To quantify what we’re seeing, we surveyed more than 1,000 client executives across the energy and natural resources sector. We wanted a better understanding of their views on the energy and resource transition; new technologies and opportunities; and where they see environmental, social and corporate governance (ESG) challenges in addition to decarbonization. The results confirm many of the trends we see, with more richness.
- Industry is moving more quickly than policy.
- Executives expect their companies to reduce carbon dioxide emissions 28% by 2030.
- On average, they expect the world to reach net zero by 2057.
- Most are more bullish about their own companies’ decarbonization, compared with what they expect from peers and the world at large, which might indicate a greater commitment than the outside world can see.
- Half of oil and gas executives expect their core business to decline in the next 10 years. And 72% of O&G respondents believe they’ll have a new growth business that will complement (62%) or replace (10%) their core by 2030.
- Across sectors, companies now report allocating 23% of their capital to new business ventures, mostly in response to the energy and resource transition, up from 16% when asked in 2020. If this trend continues, it suggests many could reach net zero well ahead of 2050.

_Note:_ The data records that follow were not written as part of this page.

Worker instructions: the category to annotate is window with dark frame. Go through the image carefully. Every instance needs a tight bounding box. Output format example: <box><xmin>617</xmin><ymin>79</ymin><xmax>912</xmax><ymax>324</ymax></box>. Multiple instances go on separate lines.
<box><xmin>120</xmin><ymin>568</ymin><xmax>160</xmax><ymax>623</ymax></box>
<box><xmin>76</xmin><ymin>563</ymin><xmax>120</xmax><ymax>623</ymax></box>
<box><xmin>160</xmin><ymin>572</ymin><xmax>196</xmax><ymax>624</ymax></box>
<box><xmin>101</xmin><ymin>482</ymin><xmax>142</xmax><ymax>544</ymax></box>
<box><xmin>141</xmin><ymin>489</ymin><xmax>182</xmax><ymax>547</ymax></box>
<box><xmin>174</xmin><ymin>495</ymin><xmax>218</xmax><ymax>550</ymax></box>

- And, they expect it to make a difference: just under half expect their companies to be “materially different” by 2030, up from 36% in 2020.

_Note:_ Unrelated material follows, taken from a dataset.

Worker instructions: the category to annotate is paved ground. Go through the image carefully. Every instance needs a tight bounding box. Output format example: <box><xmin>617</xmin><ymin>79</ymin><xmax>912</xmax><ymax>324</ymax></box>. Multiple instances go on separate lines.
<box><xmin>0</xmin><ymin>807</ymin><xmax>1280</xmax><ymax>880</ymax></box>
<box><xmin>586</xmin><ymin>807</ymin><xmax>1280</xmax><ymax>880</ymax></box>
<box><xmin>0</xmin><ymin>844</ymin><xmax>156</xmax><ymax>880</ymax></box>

- Most are still struggling to figure out business models for their new businesses that will deliver adequate returns, attract talent, and strengthen their organizational capabilities.

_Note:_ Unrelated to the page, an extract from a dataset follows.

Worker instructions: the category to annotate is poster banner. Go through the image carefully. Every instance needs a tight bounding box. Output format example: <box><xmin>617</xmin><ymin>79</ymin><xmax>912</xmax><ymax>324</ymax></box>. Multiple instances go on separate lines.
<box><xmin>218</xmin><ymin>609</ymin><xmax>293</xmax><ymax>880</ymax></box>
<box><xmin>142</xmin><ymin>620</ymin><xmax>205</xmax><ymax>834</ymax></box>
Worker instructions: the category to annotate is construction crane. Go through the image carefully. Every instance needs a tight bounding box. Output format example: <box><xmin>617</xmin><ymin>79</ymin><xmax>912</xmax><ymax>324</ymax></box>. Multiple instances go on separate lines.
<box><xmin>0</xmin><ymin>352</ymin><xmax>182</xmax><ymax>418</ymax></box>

- Compared with their European counterparts, North American oil and gas respondents are nearly twice as likely to be delaying investment in new business areas due to policy and regulatory uncertainties.
- The data also reveals a growing consensus that, in light of these many challenges, the transition will be disorderly.
In the data that follows, we dive into these topics. The results represent a global view of our clients’ perspectives, with responses from 45 countries across three major regions: the Americas; Asia-Pacific; and Europe, the Middle East, and Africa. At least 10% of the responses come from each of these five sectors: oil and gas, utilities and renewables, mining, agribusiness, and chemicals. This data also covers a range of perspectives within companies. Just over half of responses came from vice presidents or higher, including C-level executives and board members, with the rest from individual contributors and frontline management. From these responses, we see excitement and ambition across the board, with individuals having greater faith in their firms’ abilities and plans than the market at large.
However, the data underlines that there’s still a tremendous amount of ground left to cover. And as executive teams ramp up to deliver even more output, some are finding it challenging to square the traditional demands of their business—delivering products safely, securely, reliably, and affordably—with new demands to operate more sustainably and with a smaller carbon and ecological footprint. For example, within the utilities sector, greater competition has squeezed returns from renewables, and the importance of grid reliability has become clearer with intermittency issues in Texas and Europe. Consumers around the world are feeling the pain of high energy costs. As companies try to succeed in new markets, they’re facing new challenges such as finding the right talent and navigating the policy regimes.
Our survey provides keen insight into what’s on the minds of energy and resource executives as they navigate difficult and disrupted paths through the energy and resource transition. Their views show evidence of positive trajectories for investment, technology, and new business growth, but also highlight the need for more attention on how to deliver, as well as the sometimes-fragile link between policy and providers.